South West tourism landmark Caves House will go back on the market next month after a sales pitch in 2010 failed to secure a buyer for the historic hotel.
The popular Yallingup hotel was previously owned by companies controlled by Tourism Council of WA president Paul King that went into receivership in 2010, first with McGrathNicol and later with corporate recovery firm KordaMentha, which has also been managing the hotel since December 2011.
"The hotel has been trading profitably in circumstances that are not very favourable to the hospitality sector in general, particularly for the South West region where there is strong competition from, for example, cheap Bali airfares and the strong Australian dollar making it favourable for overseas travel," KordaMentha receiver Cliff Rocke said.
"While there's always room for improvement, we're happy with the way it's trading."
Mr Rocke said that by managing the hotel for the full year it was able to provide a complete picture of its trading performance.
"We are aware of the hotel's significance to local people and to people from around WA and since we have been running it we have had good relations with all stakeholders in the area so those boxes have also been ticked."
Jones Lang LaSalle will oversee the sale, using an expressions of interest campaign that will run until March 14.
Overlooking the Indian Ocean and nearby surf breaks and just minutes from WA's renowned winery region, the sale of the 108-year-old Art Deco hotel is expected to generate strong interest.

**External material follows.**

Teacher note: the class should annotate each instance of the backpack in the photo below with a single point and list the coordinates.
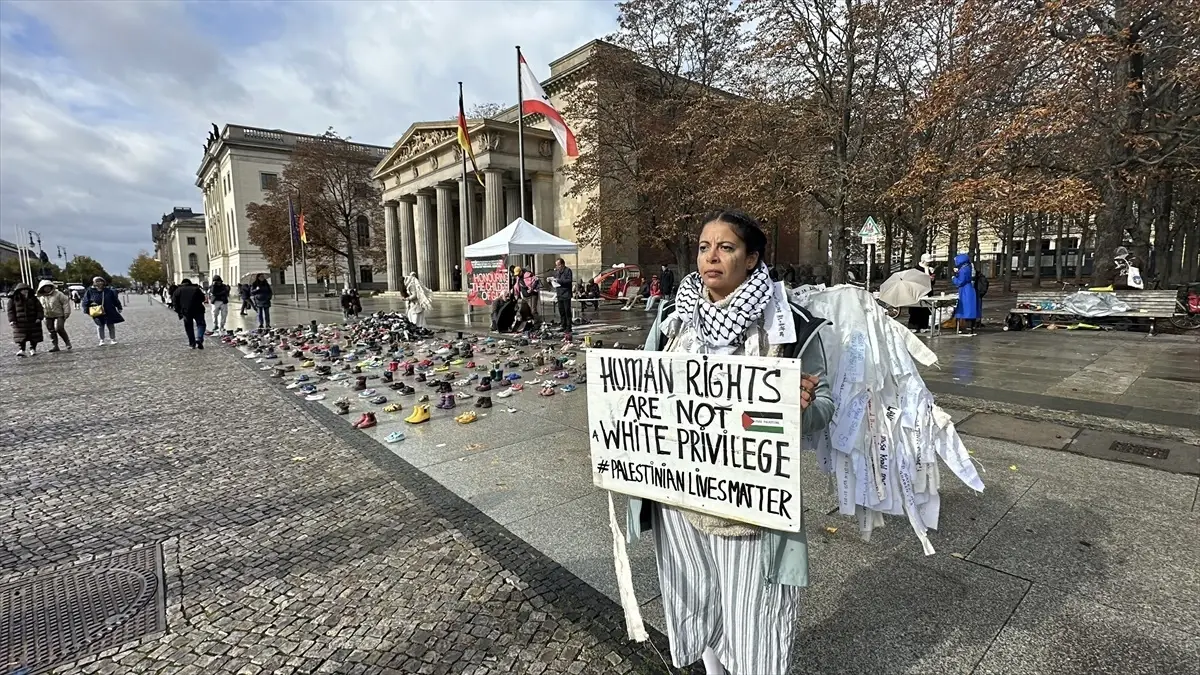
(982, 285)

John Mucsa, national director of Jones Lang LaSalle's hotels and hospitality group said even on a national scale, Caves House was an iconic hospitality asset.

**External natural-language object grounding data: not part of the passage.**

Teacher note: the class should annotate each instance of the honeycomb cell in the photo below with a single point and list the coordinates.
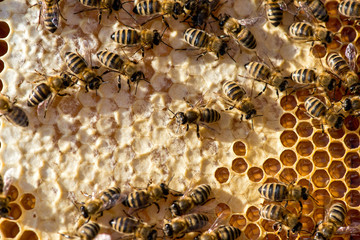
(352, 179)
(271, 166)
(336, 149)
(353, 198)
(28, 235)
(27, 201)
(287, 120)
(337, 169)
(239, 165)
(337, 189)
(304, 148)
(351, 140)
(9, 229)
(252, 231)
(239, 148)
(352, 160)
(255, 174)
(320, 139)
(288, 157)
(304, 167)
(288, 103)
(238, 221)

Caves House sits on a 3.7ha freehold site with heritage-listed gardens and includes 12 renovated guest rooms and suites, a 180-seat meeting room, guest lounge, restaurant, a manager's residence and the Long Bar and beer garden.

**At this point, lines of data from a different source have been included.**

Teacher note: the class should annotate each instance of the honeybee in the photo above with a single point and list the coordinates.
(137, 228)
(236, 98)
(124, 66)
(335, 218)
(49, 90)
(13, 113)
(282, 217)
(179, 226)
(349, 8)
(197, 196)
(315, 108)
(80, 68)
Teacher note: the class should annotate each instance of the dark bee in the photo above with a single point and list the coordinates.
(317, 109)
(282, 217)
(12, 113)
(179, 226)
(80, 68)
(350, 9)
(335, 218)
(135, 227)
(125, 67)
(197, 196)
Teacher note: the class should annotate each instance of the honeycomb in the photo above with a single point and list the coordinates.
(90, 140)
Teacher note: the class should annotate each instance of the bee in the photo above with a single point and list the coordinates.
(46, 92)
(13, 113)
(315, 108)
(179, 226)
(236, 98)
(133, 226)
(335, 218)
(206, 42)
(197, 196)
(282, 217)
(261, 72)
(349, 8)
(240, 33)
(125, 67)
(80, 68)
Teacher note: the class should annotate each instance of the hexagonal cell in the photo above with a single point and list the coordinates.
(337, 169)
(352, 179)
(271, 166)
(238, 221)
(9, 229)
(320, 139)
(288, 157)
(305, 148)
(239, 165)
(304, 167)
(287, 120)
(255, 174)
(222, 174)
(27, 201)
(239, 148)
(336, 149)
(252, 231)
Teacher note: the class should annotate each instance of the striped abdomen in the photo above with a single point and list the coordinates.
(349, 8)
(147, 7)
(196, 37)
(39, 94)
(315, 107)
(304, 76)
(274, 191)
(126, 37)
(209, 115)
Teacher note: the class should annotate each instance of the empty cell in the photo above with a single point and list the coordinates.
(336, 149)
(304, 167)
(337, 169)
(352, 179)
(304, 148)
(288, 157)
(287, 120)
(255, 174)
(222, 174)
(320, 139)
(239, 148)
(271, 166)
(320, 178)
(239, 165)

Aaron Desange, senior vice- president, Jones Lang LaSalle's hotels and hospitality group said about 2ha of the hotel's grounds offered the potential for short-stay accommodation facilities which would complement the hotel.
"The property lends itself well to future expansion and there is an excellent opportunity for an incoming purchaser to capitalise on this," Mr Desange said.
"The diversity of income streams will appeal to a wide range of investors, including boutique accommodation owners, publicans, developers and potentially new entrants to the hospitality sector."
"We anticipate receiving interest from many West Australians as well as a number of groups based on the eastern seaboard," he said.
Mr King, the managing director of Seashells Hospitality Group, restored Caves House and developed the neighbouring 36-apartment Seashells Resort Yallingup, which is not part of the receivership. Seashells Hospitality Group also has tourism accommodation properties in Mandurah, Scarborough and Broome.